On the doormat at parting as if she had a prescience of what was to happen she said to me I fear there will be a fog, and she gave me a more affectionate kiss than usual. There was an intermittent fog, and at times the boat was slowed down. In the afternoon the captain went below to dine. When he came on deck again the engineer telegraphed him we have run so many revolutions, and must be near the Casquets. "The Casquets are there" the Captain said pointing behind him over his left shoulder. A few minutes later the boat crashed upon the Casquets, and was a wreck. The engine room was full of water. There was cry for the "Boats!" and "Women and children first". One boat loaded was got off, but the steamboat sank before another boat could be loaded. All went down.
Bening Mourant was a good swimmer, and when he came to the surface he looked about for his mother and brother, but not seeing them swam to an overturned lifeboat on which there were already 14 people. Two others got on after my son making 17 in all. In the night a big wave knocked the lifeboat over. Four of the company were unable to reach it. In the night several people died of exhaustion and were put overboard.
The plug was out of the lifeboat, it was full of water, and they could not row properly. About 2.0 a.m. they drifted in sight of two red lights. An officious man, who ordered everybody about, shouted.
"Look, you fellows, two lights and this reef of rocks close by, very dangerous, row away as hard as you can”
My son said "Those two lights are the lights of Alderney. If we row to them we shall get to land and be safe."
"What can a boy like you know about it?"
"I spend my Midsummer holiday in Alderney, and I know those two lights well" my son replied
"Oh nonsense, two lights to a harbour! They mean special danger. Row, row you fellows"

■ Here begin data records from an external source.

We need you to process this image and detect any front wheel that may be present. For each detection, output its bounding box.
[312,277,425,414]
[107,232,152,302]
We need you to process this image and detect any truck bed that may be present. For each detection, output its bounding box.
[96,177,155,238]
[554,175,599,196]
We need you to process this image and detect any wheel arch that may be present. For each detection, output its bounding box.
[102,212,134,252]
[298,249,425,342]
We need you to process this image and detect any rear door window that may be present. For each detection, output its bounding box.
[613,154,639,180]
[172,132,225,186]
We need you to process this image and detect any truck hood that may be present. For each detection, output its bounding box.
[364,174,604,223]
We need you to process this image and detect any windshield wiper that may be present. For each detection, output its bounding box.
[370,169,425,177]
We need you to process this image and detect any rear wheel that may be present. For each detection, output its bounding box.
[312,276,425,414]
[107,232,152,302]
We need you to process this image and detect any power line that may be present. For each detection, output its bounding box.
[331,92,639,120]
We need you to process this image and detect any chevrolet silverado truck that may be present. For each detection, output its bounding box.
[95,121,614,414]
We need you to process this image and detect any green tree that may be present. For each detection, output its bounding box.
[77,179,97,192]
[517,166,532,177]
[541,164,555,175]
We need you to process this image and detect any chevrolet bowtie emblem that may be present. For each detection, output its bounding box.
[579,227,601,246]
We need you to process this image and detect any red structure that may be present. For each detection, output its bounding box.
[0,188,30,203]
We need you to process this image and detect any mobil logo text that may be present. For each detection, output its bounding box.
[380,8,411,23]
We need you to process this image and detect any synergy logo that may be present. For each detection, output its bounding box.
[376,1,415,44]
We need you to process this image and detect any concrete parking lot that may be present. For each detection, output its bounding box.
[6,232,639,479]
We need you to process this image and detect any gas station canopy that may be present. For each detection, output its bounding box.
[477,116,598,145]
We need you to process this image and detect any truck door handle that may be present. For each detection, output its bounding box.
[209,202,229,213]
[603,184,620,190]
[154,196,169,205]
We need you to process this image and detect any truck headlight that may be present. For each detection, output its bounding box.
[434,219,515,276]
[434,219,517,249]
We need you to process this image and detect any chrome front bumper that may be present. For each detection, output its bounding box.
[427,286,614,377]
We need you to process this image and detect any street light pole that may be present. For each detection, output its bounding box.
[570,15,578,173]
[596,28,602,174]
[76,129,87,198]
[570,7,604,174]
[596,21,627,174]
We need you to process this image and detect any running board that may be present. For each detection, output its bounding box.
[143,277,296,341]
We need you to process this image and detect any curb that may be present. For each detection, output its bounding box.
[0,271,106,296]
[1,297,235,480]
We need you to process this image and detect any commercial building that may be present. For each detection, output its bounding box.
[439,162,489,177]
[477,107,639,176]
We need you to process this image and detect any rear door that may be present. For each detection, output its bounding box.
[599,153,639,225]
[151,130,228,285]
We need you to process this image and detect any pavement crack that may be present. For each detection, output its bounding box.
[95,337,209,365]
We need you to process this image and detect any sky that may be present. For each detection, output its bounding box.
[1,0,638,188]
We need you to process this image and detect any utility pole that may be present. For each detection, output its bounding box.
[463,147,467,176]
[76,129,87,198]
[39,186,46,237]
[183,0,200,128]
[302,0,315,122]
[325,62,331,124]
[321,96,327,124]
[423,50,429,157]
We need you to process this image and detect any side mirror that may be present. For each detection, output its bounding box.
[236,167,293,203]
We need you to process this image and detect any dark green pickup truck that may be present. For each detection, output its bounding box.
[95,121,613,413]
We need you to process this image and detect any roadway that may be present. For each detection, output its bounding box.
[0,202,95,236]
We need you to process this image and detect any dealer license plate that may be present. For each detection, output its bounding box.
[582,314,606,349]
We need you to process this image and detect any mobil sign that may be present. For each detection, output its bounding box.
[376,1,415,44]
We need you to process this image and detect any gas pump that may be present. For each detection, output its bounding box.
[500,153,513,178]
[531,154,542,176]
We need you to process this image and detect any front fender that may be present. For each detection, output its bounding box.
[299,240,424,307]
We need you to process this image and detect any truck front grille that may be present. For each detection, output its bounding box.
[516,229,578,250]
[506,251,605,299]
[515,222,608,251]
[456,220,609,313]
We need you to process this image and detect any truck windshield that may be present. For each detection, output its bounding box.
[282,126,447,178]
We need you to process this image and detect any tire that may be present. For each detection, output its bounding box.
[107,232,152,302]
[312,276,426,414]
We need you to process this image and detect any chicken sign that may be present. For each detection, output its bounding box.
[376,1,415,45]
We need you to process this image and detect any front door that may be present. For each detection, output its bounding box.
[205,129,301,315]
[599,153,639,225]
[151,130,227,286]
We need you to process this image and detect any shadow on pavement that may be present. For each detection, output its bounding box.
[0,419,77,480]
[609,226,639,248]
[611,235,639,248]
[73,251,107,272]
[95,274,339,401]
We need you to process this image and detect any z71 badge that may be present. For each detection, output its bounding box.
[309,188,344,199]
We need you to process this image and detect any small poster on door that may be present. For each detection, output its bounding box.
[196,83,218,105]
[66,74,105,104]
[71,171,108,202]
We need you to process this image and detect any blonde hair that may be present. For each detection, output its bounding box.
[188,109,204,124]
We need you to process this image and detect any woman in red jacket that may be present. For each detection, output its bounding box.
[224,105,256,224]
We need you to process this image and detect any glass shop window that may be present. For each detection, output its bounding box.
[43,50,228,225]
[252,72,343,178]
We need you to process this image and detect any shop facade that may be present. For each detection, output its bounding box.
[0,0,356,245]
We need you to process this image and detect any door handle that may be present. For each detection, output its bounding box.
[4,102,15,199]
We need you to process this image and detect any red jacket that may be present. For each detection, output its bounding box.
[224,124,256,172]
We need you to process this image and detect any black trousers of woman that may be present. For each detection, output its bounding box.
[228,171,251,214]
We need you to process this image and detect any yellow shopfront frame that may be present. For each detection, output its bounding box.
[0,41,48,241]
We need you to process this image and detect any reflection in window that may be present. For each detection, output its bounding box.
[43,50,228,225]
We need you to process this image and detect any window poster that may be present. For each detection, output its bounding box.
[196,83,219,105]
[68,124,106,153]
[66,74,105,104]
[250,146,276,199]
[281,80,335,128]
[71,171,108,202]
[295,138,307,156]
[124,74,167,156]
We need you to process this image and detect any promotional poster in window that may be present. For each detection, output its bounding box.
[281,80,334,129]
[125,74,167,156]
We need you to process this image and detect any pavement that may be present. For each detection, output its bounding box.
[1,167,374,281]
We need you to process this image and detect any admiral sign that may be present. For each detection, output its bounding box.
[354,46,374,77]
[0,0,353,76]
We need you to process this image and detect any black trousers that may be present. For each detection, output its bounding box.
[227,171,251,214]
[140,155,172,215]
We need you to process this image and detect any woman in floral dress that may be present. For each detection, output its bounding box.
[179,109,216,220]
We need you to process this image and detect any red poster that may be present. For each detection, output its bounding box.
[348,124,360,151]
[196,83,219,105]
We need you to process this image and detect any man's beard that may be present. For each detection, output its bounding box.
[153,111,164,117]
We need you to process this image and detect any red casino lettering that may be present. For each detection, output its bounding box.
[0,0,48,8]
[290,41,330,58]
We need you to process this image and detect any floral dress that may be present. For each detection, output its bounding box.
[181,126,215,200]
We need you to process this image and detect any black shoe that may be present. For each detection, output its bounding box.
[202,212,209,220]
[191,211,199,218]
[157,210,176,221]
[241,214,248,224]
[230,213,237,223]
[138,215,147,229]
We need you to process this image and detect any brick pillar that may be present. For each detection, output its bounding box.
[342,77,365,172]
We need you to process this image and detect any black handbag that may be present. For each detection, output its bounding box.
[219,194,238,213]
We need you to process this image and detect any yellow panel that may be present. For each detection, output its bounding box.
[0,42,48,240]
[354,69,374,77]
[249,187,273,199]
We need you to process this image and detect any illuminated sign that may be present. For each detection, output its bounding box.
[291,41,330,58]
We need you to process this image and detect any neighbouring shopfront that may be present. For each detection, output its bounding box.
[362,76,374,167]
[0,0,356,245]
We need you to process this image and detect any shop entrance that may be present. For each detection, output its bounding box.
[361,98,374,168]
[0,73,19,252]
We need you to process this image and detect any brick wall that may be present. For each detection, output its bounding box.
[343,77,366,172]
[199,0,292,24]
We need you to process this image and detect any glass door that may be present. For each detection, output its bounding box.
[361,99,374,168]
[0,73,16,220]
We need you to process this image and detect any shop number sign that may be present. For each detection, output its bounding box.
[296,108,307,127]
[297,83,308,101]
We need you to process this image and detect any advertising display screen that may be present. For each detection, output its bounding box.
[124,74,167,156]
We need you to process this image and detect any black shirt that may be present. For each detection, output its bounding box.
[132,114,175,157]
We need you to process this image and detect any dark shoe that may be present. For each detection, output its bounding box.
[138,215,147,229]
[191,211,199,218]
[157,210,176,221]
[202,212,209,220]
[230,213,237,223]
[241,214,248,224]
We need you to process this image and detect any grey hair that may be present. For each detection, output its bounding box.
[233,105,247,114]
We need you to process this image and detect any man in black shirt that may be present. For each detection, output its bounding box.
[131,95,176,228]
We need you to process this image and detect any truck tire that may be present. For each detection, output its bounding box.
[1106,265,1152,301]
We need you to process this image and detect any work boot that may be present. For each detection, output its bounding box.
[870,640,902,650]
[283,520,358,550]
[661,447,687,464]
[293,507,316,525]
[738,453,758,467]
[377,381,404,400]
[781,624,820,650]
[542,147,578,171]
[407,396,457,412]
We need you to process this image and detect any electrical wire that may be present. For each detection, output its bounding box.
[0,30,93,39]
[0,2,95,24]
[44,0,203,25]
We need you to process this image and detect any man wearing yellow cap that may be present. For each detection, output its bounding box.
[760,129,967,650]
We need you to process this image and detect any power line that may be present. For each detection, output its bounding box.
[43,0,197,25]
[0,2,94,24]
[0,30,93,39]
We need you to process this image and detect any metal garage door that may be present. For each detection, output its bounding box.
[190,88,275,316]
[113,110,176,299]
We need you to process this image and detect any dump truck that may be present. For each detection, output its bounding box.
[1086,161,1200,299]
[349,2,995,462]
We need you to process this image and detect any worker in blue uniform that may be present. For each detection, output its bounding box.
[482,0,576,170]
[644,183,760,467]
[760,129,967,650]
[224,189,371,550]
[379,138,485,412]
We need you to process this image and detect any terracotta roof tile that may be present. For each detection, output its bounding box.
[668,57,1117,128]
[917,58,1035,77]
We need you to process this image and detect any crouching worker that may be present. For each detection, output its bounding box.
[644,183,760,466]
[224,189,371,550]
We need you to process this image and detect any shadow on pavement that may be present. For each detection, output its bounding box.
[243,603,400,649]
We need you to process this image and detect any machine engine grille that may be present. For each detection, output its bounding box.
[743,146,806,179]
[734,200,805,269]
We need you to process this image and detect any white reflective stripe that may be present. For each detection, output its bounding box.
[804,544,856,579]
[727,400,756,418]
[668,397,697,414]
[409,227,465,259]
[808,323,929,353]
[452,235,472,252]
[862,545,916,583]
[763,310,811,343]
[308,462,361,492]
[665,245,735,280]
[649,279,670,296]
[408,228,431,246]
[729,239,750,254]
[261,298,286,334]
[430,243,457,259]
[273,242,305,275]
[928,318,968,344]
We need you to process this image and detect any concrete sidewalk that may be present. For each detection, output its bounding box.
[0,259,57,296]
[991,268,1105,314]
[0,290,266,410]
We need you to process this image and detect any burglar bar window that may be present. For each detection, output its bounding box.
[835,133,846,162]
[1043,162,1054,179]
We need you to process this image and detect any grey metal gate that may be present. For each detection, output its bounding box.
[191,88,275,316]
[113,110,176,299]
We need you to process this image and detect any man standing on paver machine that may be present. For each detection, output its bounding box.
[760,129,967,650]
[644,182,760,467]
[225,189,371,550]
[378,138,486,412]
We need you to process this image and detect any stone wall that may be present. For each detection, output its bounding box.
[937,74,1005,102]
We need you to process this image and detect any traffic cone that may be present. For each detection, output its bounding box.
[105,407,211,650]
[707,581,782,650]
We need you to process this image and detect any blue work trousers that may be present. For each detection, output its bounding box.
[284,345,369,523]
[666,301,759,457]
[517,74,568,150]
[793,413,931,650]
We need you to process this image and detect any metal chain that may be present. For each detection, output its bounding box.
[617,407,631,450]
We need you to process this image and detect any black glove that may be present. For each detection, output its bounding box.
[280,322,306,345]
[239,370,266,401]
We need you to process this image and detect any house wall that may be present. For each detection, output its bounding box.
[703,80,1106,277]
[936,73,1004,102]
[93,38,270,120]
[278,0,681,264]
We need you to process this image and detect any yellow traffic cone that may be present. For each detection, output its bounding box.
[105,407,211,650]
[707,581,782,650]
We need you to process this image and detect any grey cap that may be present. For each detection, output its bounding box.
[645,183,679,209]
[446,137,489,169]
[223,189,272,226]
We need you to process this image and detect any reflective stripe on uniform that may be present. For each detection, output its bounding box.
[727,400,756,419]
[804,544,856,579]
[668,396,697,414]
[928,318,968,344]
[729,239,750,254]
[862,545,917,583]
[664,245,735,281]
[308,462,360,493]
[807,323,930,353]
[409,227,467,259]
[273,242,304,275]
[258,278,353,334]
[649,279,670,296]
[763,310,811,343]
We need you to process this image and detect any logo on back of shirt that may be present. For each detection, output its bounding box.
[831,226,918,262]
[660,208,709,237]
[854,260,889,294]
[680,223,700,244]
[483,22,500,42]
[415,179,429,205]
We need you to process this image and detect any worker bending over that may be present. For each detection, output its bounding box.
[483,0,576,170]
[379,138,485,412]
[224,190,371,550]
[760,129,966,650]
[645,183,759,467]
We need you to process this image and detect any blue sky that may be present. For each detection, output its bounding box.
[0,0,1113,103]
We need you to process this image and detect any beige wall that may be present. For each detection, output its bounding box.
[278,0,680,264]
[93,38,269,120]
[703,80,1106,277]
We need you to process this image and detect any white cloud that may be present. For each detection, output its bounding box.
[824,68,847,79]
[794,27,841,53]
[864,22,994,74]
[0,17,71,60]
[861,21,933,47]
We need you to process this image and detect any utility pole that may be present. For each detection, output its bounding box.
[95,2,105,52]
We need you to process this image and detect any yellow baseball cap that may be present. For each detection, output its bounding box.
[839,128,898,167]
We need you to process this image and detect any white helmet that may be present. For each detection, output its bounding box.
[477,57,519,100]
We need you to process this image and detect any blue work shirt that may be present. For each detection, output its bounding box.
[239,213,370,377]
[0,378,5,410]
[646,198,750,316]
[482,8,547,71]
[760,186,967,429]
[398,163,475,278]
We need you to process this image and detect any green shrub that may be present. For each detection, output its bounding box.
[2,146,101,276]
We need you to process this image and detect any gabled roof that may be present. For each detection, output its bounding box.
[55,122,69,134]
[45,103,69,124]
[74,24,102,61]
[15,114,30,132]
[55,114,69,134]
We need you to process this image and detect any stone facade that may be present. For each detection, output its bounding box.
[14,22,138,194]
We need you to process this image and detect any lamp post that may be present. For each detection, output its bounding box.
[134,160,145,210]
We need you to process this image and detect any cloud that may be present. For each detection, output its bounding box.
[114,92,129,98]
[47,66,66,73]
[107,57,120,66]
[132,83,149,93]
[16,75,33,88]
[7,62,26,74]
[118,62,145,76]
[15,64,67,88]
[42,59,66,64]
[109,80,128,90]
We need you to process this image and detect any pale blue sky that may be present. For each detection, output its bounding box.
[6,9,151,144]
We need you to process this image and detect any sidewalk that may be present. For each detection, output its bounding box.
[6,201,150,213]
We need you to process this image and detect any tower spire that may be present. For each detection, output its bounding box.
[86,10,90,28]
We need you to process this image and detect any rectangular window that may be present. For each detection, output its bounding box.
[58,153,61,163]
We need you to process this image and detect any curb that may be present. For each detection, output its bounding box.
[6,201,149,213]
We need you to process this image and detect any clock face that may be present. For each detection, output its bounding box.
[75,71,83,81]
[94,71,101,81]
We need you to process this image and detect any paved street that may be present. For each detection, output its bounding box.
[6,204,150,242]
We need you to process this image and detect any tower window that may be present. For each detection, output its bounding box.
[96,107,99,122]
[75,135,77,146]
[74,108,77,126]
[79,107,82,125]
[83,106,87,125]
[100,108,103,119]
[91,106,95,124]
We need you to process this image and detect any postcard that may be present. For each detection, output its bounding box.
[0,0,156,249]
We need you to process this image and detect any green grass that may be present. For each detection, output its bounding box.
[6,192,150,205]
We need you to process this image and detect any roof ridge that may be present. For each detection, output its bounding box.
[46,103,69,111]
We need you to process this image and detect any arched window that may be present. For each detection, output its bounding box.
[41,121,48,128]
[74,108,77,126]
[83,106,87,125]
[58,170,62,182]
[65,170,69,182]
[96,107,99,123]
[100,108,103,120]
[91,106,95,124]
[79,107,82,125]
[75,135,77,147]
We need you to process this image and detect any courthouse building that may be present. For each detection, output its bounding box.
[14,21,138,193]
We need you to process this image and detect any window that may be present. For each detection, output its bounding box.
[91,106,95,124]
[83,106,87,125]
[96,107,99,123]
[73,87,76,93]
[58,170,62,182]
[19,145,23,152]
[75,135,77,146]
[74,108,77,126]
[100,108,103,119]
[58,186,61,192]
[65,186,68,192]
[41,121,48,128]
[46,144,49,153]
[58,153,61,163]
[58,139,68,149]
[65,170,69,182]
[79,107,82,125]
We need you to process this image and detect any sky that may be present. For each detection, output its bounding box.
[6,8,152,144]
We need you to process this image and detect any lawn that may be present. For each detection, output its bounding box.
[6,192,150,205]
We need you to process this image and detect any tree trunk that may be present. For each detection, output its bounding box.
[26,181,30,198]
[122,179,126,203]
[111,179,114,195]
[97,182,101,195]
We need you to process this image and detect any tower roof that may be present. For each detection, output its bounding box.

And they did row, and managed to get to the nose of the breakwater, where the sea ran at 7 miles an hour. The boat got into the sea race, and was carried down towards the French coast. When day came on. they hoisted an oar with a white handkerchief tied on it. After drifting some hours in the Race of Alderney, they were seen by a signalman on the French coast, who telegraphed to Cherbourg that there was a shipwreck, and a boat adrift in the Channel, or Race of Alderney. A steamboat was sent out from Cherbourg to look for them. Fortunately they were found.
When I came home from church on Good Friday I found a telegram from Guernsey awaiting me. It was to tell me that there had been an accident, and I must come to Guernsey at once.
I left Southampton that night. When I got to Guernsey I learnt that my dear wife and Claude were drowned, but Bening was safe in Cherbourg. There was a boat going there in half an hour. I went by it. Found my boy.
He could not speak reasonably. Indeed he had been delirious, and wanted to get out of the rowing boat to go and find his mother and brother. Finding it useless to press conversation I got him into fresh clean clothes and we came together back to Guernsey. When I got there I learned that Claude's body had been found just outside Alderney harbour. I went up to Alderney next morning. Could not go before.
Bought a plot of land in the churchyard, got a coffin made, and buried child the same day.
Next day I returned to Guernsey and then home, leaving Bening behind with children, thinking he would be less unhappy with them than with me.